I wish it was possible to use a 3D printer as a plotter and pump out good quality PCB's
I'm confused. Why are there ducks in your pigeon holes?
It was too hard to paint the pigeons!
@@DrMattRegan 😂
Whelp
The real genius of Turing was that he could only use relays, selectors and punched tape ie single element's, in his design of a working computer. Hiding the complexity of state machines in your eproms may not be a good teaching aid.
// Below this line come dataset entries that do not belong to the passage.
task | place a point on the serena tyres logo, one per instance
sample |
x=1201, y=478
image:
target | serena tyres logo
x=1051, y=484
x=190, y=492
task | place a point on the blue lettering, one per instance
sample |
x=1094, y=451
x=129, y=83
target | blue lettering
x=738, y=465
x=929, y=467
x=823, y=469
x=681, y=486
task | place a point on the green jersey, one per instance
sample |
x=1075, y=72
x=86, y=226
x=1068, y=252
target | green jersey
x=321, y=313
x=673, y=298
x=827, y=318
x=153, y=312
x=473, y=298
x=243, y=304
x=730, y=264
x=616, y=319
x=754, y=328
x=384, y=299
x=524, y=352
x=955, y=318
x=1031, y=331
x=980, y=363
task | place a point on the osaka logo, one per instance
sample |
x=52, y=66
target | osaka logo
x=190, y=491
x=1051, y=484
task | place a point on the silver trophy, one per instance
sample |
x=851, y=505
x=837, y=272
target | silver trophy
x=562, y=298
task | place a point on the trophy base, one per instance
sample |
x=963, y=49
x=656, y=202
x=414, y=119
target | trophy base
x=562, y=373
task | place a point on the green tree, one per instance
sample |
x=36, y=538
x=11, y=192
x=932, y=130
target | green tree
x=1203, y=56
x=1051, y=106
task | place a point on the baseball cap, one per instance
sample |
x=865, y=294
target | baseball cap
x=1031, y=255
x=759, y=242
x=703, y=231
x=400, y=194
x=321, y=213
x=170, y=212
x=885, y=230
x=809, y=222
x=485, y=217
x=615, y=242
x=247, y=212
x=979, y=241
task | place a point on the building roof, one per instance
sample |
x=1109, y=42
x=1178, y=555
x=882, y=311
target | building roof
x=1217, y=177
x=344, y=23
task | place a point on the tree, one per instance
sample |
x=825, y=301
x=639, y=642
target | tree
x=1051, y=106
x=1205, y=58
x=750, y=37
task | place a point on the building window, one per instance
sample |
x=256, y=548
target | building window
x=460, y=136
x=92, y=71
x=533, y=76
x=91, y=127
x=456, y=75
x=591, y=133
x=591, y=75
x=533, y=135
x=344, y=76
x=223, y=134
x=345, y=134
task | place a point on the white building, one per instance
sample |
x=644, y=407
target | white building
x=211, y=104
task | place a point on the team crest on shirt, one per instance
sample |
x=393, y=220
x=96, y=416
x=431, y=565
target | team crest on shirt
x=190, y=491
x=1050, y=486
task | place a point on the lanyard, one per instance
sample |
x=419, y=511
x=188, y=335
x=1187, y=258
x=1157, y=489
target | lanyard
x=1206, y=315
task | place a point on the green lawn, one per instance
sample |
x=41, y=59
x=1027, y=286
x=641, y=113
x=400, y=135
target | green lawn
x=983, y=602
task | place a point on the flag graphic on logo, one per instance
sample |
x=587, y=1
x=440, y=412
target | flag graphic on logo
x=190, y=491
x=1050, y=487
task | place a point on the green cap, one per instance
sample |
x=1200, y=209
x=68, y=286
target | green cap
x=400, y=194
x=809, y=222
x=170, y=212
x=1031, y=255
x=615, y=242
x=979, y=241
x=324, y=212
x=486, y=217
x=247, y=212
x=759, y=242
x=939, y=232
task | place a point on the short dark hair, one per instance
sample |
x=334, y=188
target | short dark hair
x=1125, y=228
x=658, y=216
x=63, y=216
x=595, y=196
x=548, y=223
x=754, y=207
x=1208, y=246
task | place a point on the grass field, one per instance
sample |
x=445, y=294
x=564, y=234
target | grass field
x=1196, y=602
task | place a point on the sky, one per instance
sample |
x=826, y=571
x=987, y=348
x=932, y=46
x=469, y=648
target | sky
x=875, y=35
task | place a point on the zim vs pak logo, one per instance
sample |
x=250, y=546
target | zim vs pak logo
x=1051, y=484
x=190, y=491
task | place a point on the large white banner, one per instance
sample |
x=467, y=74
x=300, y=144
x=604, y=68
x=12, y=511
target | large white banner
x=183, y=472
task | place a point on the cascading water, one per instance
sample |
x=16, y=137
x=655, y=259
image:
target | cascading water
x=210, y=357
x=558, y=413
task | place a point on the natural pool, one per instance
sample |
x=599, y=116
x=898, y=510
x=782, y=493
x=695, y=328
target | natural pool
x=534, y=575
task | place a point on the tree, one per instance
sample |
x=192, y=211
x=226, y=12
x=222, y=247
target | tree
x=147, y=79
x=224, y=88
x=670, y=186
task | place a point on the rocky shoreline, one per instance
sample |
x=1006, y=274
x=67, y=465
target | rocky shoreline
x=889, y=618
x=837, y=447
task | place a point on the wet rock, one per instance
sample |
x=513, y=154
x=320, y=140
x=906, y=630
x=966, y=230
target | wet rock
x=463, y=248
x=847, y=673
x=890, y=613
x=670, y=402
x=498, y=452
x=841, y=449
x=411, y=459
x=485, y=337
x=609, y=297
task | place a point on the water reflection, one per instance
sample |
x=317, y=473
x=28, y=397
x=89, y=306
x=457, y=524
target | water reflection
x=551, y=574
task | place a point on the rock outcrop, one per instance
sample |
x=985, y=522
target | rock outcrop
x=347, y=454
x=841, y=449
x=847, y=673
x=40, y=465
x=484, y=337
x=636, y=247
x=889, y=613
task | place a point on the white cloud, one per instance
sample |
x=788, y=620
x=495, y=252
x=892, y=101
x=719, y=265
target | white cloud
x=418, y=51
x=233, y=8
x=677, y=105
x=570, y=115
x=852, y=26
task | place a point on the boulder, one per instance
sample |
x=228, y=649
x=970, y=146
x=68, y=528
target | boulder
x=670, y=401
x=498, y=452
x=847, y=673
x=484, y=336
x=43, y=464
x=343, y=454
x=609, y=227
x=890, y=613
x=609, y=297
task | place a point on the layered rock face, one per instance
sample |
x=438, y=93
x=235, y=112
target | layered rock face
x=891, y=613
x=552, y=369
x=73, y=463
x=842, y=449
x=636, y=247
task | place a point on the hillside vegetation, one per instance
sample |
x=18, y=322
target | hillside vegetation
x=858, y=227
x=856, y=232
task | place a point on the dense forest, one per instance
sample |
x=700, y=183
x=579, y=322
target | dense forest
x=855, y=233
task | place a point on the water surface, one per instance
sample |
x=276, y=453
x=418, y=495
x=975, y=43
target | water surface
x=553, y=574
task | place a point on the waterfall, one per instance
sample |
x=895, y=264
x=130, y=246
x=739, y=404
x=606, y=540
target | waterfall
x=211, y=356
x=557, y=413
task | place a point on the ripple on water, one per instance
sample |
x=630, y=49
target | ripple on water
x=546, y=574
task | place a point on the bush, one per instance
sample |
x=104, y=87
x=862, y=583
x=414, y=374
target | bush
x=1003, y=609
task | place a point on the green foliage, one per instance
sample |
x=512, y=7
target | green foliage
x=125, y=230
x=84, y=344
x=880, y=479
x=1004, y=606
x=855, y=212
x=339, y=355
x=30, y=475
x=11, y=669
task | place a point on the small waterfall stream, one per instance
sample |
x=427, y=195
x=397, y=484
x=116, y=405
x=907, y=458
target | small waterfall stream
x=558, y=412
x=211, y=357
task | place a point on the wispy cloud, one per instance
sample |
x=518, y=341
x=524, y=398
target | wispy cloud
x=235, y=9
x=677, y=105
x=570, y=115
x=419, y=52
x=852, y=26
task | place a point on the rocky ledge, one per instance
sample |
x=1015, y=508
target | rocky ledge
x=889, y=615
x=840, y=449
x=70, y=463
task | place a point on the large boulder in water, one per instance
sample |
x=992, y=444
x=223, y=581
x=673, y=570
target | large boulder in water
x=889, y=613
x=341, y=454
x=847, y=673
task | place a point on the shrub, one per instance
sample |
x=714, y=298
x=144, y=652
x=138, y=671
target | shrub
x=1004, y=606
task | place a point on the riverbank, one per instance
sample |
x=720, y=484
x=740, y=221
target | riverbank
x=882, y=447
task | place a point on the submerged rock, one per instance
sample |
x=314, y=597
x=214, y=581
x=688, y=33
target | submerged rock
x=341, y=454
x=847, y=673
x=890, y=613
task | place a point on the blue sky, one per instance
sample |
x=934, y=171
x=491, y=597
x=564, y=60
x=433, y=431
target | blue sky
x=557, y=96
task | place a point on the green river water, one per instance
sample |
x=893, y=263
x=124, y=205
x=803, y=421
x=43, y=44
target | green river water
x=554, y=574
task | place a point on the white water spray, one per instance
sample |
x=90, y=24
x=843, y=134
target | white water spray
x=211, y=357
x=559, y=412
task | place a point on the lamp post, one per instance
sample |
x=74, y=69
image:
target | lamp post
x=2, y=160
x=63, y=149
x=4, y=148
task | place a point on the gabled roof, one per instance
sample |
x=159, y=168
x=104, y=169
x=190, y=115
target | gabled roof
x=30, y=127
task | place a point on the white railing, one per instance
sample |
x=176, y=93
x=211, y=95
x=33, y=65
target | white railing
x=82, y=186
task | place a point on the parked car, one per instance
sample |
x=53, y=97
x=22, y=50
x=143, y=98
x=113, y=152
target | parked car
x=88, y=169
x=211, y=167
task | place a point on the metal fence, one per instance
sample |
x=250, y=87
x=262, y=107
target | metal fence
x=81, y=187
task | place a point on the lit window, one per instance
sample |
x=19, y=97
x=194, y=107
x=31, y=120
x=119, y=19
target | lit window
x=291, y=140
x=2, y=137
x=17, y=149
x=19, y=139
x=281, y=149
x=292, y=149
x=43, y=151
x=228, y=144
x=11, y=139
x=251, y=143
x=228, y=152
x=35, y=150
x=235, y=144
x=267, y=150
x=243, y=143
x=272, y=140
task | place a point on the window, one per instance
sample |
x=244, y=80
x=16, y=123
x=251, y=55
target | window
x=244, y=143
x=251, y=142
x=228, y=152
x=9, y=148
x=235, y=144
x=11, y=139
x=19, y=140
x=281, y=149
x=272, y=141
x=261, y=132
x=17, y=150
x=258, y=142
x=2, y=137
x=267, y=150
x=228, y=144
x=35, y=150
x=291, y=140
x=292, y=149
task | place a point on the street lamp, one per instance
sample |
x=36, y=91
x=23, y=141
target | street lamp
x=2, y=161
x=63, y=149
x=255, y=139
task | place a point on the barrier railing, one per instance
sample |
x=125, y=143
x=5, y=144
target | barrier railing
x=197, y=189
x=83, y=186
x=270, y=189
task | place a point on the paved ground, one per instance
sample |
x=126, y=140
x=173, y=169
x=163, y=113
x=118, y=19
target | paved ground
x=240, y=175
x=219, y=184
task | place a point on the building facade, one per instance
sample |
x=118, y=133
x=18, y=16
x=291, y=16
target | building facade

I guess “real genius” is like “real beauty “ - in the eye of the beholder. I think the real genius of Turing is that his description is largely agnostic to technology. The terms relay, selector and punched tape do not appear in his 1936 paper - but each to their own. He does refer to a paper tape, but this is somewhat idealised in that it is infinitely long and can be erased and written over an infinite number of times.
As for hiding details in an eprom, have a look at the Turing6502 playlist starting at video 6 - plenty of detail about every state in the state machine.
A couple of small beefs... "Automata" is the plural of "Automaton". Your project contain one "Finite State Automaton". Please leave out audio like the samples you use for the tick and cross. They are very jarring. Loved the substance of your video, thanks.
Yes you are correct. I think i'll stick to finite state machine (can't afford an editor). Thanks for the feedback. Have you looked at the Turing6502 series?
@@DrMattRegan yes I have, wonderful series, thanks. I try to follow it all in real time but I go crosseyed before the end. Need to play and stop to absorb fully. I have "The Art of Digital Design" by Winkel and Prosser. I'd like to design my own PDP-8, but extend it from 12-bits to 16-bits for fun. They have the synthesis of a PDP-8 as an example in the text. They make use of multiplexers to create the finite state machine, but I like your approach of EEPROM + '374. It'll be a retirement project for me.
The EPROM + 374 makes a great state machine. Normally, each video should be about 1hr, but I compress it for youtube. Don't be afraid to watch them multiple times and ask questions.